I wrote a letter to the editor of the Seattle Times. It was way too long, about 3x the 200 word maximum, and I neglected to include the required information like home address to prove that I wasn't just a spammer of LOE's.
Fortunately, someone decided that what I had to say was worth the time to do a little editing, and, frankly, they did a dang fine job. While they may have cut the "heart" out by eliminating the story about the young girl, they got right to the point in the allotted number of words by cutting the extraneous. You have to love a good editor. I might actually be able to be a writer (a long gurgitating dream of mine) if I had a good editor roaming around in my mind. I can edit others work just fine, but I am too tied to my own brain to touch my own work. My brain just does rewrites, which is simply not the same as a good edit.
Since I have digressed once more...I will get back to the point and drop the full text of my letter to the times for your perusal, with the polite but urgent request that more people take the opportunity to express yourself to the publication of choice in your locality regarding this issue. It is important for all our voices to be heard...take advantage of the open invitation from these respected publications. I guess I should subscribe to the Times again...I keep killing my subscription because of the massive amount of paper production...which part of my ethos do I listen to on this issue?
I am still waiting for word for the mystical sages of Drive Savers Data Recovery, Inc. who have my dead hard drive. They restored every bit of my last failure, so I am hoping for good news tomorrow. Someday my lack of backup discipline won't require me to fork out the funds required to recover lost data every couple of years.
I am disappointed in the earlier comments on the cultural value of basketball in Seattle made by Seattle City Council president Nick Licata. His follow-up "apology" and subsequent interviews on radio have only led to further disappointment. It is a shame that a person who has "maybe" been to one basketball game believes that he has enough information to make informed decisions regarding the value that professional basketball brings to our community.
I am a season ticket holder to the Seattle Sonics and to the Seattle Storm. I have seen first hand how energized the community is when the teams are winning. I was at the playoffs when the Sonics took the Spurs to a game six two years ago. I was at the WNBA finals when the Storm won the first professional sports championship this city has seen since the Sonics won the NBA title in the 1970's. Basketball is the only sport to bring a title to this city, and it has done it twice, once with each team.

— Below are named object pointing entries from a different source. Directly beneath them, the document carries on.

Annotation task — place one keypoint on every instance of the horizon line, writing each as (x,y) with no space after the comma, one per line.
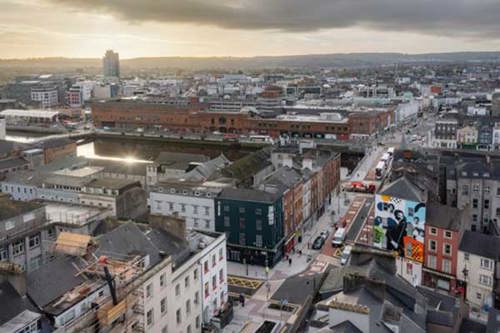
(247,57)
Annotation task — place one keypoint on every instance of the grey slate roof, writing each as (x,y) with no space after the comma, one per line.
(244,194)
(443,216)
(12,163)
(52,280)
(175,247)
(125,241)
(345,327)
(12,303)
(480,244)
(404,189)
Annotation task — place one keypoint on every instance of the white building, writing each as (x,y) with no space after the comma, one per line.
(478,258)
(3,128)
(195,203)
(47,96)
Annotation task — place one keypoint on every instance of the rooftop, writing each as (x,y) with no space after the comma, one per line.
(11,208)
(481,245)
(403,188)
(244,194)
(29,113)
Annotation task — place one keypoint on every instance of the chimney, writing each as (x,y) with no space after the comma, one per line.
(13,274)
(173,224)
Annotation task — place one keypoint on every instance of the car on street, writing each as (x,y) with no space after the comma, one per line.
(339,237)
(318,243)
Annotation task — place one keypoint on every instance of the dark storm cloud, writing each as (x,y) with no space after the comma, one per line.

The real impact was crystalized for me at a recent home loss the Storm suffered at the hands of the LA Sparks. An eleven or twelve year old girl was sitting next to me at this particular game. She didn't seem to know much about basketball, as she asked me a number of questions. Despite this lack of information, she was completely enthralled by the spectacle in front of her. She cheered and screamed in joy when the Storm were making a push, she was dejected when the Sparks pushed back. As the Storm brought the game to the final seconds with a chance to tie, she was so excited that she could barely contain herself. She was jumping up and down in place, hands clenched to her chest and teeth clenched…finally screaming, "This is the BEST!" This girl may never play basketball at any level. The game, however, gave her the opportunity to see grown women, professionals, doing something they love and being adored for it. The joy the moment gave her was sweet, but realizing the spark of an idea, of a dream for her future that was likely spawned as she watched these women fight for a victory, that was immeasurable. Excitement, hope and unforseen opportunities appear in the minds and hearts of our youth as they see others achieving what some said would never be possible. This is something we as a community can never put a price tag on.
I agree with Mr. Licata on one point only. Basketball alone does not make Seattle a world class city. The amazing diversity of our region and the opportunities it offers all of us to experience is what makes it a world class city. Professional basketball is one of those elements. There are only 14 cities in this country that offer young women a chance to see professional women's basketball. Seattle offers among the top five of those in terms of revenue and attendance. Our high schools and Universities are starting to produce some of the best basketball players in the country. This is the result of the opportunities shown to children in our region by having professional teams in our city.
Mr. Licata and every public or private individual responsible for deciding whether there is cultural value brought to our region is failing in their civic duty if they do not attend a game of the Seattle Storm this year to see what it means to the children who attend these games. Studies of economic impacts on paper mean far less than seeing the spark of an idea in the eyes of one 12 year old girl.